Treasury bonds and related exchange traded funds are strengthening as investors turn to the relative safety of government debt in face of growing recession fears.

On Tuesday, the Vanguard Extended Duration Treasury ETF (EDV) rose 1.8%, the SPDR Portfolio Long Term Treasury ETF (SPTL) increased 1.3%, the PIMCO 25+ Year Zero Coupon US Treasury Index ETF (ZROZ) was up 2.6%, and iShares 20+ Year Treasury Bond ETF (TLT) gained 1.5%.

“This is a recession trade,” Neil Dutta, the head of economics at Renaissance Macro Research, told Bloomberg. “There is no other way of describing it.”

Some market observers have pointed out that the bond markets are also flashing recession warnings with the Treasury yield inverting where yields on longer-dated Treasury notes are trading below those of shorter-term notes. For instance, at mid-Tuesday, the two-year Treasury yield was at 2.792%, or above the 2.789% rate of the 10-year note, CNBC reports.

“There’s something afoot in investor sentiment that is difficult to ignore, given the inversion is occurring with 10-year yields below 3%,” Ian Lyngen, head of U.S. rates strategy at BMO, told CNBC. “I wouldn’t say it’s a direct indication that a recession is a near-term risk.
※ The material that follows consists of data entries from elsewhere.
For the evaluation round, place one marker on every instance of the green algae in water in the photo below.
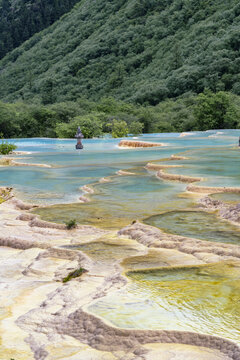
(203, 299)
(118, 203)
(196, 224)
(107, 251)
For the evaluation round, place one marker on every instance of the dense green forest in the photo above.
(20, 19)
(205, 111)
(142, 51)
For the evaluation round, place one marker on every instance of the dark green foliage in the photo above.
(71, 224)
(135, 128)
(20, 19)
(91, 126)
(207, 110)
(215, 111)
(142, 51)
(74, 274)
(119, 128)
(6, 148)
Rather it’s consistent with increased concern about recession.”

While we are not in a recession now, Dutta warned that the markets are already pricing in the potential for an economic recession.

“We’re not in one right now, but the markets are a discounting mechanism and I think the markets see the economy potentially going into one or getting closer to being one,” Dutta added. “We’ve gone some way into pricing in a recession in the markets, but I don’t think we’re all the way there.”

Dutta warned that the outcome will likely depend on the Federal Reserve, or how aggressively the Fed will act to combat inflationary pressures and an overheating economy.

“I don’t think one is inevitable but I think that a lot of it is dependent on what the Fed does,” Dutta said. “If the data suggests that the Fed should pivot from its current policy approach and they don’t, then we have a problem. To me that that’s the issue.”